You will also need a letter from your accountant or a licensed tax professional confirming that you are filing your taxes in an appropriate self-employed category. He or she may also need to confirm that your deductibles are okay.

Don't be put off if you suspect you might be missing one or two of these. Some lenders are more flexible than others.

Bank statement loan interest rates

Bank statement loan interest rates are higher than traditional mortgage rates because non-QM loans are seen as a greater risk.

For entrepreneurs and many in the gig economy (those most likely to opt for bank statement loans), financial life can be precarious.

So lenders must expect more loans to go bad. The only way to cover this additional risk is to charge higher interest rates.

Each lender assesses risk in their own way. It is therefore difficult to come up with a useful average for the actual higher statement rates.

However, when we sampled some bank statement loans on the day this was written, we found a number that states interest rates around 4.5% on a 30 year fixed rate mortgage (FRM).

Compare that to an average rate of 2.8% for 30-year-old mainstream FRMs on the same day. Bank statement mortgage rates were almost 2% higher.

That doesn't mean you can't find a lot. But it should emphasize the importance of shopping for your best deal.

You may see a wide variety in the interest rates on offer and you want to be sure that you are getting the cheapest loan that you can.

How to choose the best mortgage lender for you

Mortgage professionals and financial advisors keep asking mortgage seekers to compare their loans. And they are right.

Borrowers can easily save thousands or tens of thousands of dollars over the life of their loans by simply spending a few hours soliciting and comparing quotes from multiple lenders.

These quotes come in the form of "credit estimates". And they all have the same format. So they can be compared very easily side by side.
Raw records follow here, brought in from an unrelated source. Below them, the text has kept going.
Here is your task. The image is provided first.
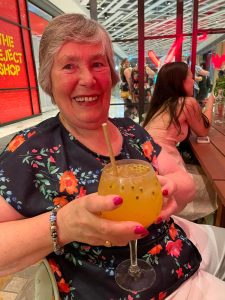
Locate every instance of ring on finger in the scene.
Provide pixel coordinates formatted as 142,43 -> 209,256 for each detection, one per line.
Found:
104,241 -> 112,248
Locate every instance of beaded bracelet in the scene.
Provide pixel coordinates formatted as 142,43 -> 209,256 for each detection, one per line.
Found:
50,205 -> 64,255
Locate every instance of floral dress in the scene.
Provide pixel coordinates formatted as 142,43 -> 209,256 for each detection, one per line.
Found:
0,115 -> 201,300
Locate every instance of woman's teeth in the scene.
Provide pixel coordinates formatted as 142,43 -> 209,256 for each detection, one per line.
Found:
74,96 -> 98,102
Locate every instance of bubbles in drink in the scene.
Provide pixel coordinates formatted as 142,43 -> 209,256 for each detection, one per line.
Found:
98,160 -> 162,226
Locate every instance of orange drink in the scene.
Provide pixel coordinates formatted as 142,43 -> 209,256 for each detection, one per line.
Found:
98,159 -> 162,227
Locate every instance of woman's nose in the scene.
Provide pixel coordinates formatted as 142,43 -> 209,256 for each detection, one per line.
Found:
79,67 -> 95,86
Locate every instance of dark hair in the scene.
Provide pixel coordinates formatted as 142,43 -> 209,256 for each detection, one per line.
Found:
143,62 -> 208,133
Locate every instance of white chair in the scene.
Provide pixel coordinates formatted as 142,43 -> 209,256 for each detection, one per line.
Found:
34,259 -> 60,300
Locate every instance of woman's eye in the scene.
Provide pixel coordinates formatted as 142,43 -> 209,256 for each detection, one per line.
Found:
63,64 -> 73,70
94,62 -> 103,68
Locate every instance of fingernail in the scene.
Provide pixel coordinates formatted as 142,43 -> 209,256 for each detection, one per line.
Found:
113,197 -> 123,205
163,190 -> 168,196
134,226 -> 149,236
155,217 -> 162,224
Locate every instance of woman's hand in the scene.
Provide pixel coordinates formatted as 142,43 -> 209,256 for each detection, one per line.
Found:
157,175 -> 179,220
57,193 -> 148,246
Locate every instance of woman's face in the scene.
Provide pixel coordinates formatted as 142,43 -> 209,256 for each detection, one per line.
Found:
51,42 -> 112,129
183,69 -> 194,97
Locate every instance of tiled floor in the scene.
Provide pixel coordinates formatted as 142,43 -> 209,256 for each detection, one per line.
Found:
0,264 -> 39,300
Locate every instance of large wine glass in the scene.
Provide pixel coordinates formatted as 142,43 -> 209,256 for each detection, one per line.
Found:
98,159 -> 162,291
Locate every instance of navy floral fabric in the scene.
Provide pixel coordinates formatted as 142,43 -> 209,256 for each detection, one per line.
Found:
0,115 -> 201,300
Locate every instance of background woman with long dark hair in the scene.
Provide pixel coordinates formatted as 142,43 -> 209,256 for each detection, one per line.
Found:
143,62 -> 217,220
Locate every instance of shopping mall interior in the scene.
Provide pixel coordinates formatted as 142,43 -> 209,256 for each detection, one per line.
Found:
0,0 -> 225,300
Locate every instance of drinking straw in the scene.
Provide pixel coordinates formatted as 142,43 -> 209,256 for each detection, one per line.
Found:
102,123 -> 118,176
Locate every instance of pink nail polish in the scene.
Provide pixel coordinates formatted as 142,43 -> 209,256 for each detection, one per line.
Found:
113,197 -> 123,205
162,190 -> 168,196
134,226 -> 149,236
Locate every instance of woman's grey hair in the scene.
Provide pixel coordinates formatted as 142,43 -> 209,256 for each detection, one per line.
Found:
39,13 -> 119,102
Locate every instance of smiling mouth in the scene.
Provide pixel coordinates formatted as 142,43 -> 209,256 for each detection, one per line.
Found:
73,96 -> 98,102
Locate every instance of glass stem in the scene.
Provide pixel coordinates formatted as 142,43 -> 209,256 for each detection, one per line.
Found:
129,240 -> 141,276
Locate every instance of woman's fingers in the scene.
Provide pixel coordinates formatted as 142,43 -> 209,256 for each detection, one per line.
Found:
74,193 -> 123,214
57,194 -> 148,246
159,197 -> 178,220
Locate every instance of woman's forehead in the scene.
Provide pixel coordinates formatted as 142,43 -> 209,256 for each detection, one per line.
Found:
56,41 -> 106,56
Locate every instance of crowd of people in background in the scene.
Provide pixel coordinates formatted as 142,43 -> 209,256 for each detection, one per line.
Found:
119,57 -> 215,119
119,58 -> 156,119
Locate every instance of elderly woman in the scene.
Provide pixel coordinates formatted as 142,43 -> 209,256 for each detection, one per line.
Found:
0,14 -> 225,300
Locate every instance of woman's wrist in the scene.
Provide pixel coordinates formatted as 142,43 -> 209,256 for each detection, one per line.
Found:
49,205 -> 64,255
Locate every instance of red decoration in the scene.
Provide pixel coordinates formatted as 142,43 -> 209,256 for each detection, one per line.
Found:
198,32 -> 208,42
148,50 -> 160,68
212,54 -> 225,69
164,36 -> 184,64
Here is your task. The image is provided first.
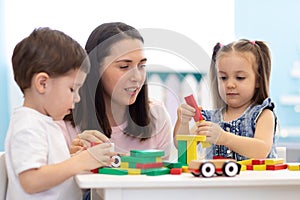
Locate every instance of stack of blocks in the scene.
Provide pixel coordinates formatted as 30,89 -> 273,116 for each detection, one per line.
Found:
238,158 -> 287,171
98,149 -> 170,176
176,135 -> 210,165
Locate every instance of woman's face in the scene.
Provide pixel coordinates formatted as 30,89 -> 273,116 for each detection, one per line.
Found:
101,39 -> 147,108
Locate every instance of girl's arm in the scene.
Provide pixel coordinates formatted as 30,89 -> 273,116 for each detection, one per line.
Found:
19,143 -> 110,194
217,109 -> 275,158
173,104 -> 196,148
You are obviously looking for a low mortgage rate. However, don't forget to also compare the following information included in each quote:

Annual percentage (APR) – This is a better guide to the real cost of a loan than a raw mortgage rate. It includes the total loan costs spread over the life of your mortgageEstimated closing costs – How much will you pay in loan costs?Estimated cash at the end – The amount you need on the final day: closing costs plus down payment and other liabilitiesThe total amount you paid after five years – A great way to compare the initial cost of two different loansThe amount by which you reduced your debt (the "principal" you paid back) after five years – A key indicator of value for money

This is vital stuff. And it is your opportunity to choose the loan that suits you best.

Remember, you are likely to see a wider variety of loan types, loan terms, and interest rates from bank statement mortgage lenders. So it is really in your own best interest to spend some time shopping.